And they started doing things like that.

And the next thing I knew, I shouldn't say the next thing, the first thing they did, we had passed a law that said the CSU system shall institute merit pay, merit pay.

That was under Pete Wilson.

In other words, and that was striking too, because you'd be teaching and you'd see people who came in maybe for three hours, three times a week, and they were gone.

They were selling real estate.

They were selling cars.

They were lifelong tennis players.

They never published a thing.

They had terrible teeth.

And guess what, Jack?

All of a sudden, they were showing up.

And all of a sudden, the doors to their office were plastered with all of their resgest diet.

Professor Smith attended a conference this week in Boston, you know, on the door.

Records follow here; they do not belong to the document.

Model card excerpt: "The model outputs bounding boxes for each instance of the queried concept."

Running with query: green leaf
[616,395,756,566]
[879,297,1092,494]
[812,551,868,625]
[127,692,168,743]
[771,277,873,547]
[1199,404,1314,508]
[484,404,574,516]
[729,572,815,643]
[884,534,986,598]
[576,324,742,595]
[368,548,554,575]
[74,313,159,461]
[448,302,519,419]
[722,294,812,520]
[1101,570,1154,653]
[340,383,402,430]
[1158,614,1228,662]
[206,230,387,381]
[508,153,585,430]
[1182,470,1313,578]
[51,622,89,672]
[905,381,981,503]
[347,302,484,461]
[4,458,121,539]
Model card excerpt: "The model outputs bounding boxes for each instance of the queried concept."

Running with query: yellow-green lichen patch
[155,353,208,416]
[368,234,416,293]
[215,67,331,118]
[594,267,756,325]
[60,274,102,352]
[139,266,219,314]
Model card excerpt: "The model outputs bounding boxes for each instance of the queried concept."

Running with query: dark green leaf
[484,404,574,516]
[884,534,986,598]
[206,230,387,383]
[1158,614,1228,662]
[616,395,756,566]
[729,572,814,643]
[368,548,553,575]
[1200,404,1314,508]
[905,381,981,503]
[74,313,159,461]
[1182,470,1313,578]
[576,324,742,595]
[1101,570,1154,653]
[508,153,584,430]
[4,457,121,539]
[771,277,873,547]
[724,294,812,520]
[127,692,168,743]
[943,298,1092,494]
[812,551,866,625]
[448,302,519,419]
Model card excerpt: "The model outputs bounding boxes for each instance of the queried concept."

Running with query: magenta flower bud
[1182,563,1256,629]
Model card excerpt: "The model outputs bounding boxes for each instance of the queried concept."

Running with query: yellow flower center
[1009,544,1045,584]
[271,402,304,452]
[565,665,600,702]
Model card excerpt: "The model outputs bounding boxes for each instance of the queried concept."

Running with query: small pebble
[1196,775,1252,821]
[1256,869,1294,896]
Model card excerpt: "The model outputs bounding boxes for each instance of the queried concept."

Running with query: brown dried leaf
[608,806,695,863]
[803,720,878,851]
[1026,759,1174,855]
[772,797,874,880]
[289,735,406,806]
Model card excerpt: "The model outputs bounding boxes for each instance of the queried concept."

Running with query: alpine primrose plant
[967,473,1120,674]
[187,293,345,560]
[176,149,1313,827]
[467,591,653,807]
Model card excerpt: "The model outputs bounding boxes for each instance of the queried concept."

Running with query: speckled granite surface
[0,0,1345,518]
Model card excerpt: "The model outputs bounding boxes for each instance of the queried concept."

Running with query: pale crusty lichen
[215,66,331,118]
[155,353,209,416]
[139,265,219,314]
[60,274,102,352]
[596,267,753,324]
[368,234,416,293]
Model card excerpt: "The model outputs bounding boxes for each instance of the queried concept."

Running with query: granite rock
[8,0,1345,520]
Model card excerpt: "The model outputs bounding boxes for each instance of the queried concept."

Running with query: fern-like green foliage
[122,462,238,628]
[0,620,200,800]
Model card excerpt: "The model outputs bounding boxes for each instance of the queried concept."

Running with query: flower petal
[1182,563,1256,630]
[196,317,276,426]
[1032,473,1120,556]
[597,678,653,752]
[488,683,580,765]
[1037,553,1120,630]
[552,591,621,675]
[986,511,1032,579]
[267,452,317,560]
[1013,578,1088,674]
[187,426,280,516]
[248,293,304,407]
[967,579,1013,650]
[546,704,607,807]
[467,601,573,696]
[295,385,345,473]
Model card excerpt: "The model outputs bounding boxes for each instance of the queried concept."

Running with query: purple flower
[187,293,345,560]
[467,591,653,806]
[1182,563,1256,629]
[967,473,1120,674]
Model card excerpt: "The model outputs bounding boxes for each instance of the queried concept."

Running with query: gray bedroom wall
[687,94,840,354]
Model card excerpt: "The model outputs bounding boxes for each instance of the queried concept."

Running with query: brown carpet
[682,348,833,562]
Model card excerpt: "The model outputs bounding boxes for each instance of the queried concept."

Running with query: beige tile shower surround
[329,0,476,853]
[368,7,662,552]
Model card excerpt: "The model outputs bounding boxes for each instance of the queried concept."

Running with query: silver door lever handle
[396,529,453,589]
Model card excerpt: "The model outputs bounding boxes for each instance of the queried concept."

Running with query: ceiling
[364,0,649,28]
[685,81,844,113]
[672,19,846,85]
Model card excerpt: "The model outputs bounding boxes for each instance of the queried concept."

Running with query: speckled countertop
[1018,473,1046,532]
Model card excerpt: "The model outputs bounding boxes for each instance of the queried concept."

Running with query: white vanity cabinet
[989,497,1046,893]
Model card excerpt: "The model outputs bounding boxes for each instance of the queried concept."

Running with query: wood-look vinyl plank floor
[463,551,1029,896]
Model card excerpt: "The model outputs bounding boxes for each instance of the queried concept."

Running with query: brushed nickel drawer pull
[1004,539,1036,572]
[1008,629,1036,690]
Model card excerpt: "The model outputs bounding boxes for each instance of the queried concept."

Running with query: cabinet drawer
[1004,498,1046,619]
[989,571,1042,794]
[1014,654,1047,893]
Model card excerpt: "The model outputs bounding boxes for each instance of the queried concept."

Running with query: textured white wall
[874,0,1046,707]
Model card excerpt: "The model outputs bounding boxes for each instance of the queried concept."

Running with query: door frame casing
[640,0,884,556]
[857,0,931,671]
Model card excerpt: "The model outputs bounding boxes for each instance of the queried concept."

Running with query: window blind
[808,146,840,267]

And Professor Jones was mentioned in a seminal article in a footnote and that kind of stuff.

And it was just a radical change of mentality because they were so desperate to get a merit pay that they were exaggerating anytime they sneezed.

But at least they started to show up.

And

then, guess what?

Excuse me, Victor.

I think you really knew a professor who bragged about being mentioned in a footnote.

I mean, that, that, you're not being comical.

That's not true.

I knew a lot of professors that brag about being mentioned in footnotes.

Wow.

I knew a lot that would like to brag and were never mentioned in footnotes because they never wrote a damn thing in their entire life and they were there 40 years.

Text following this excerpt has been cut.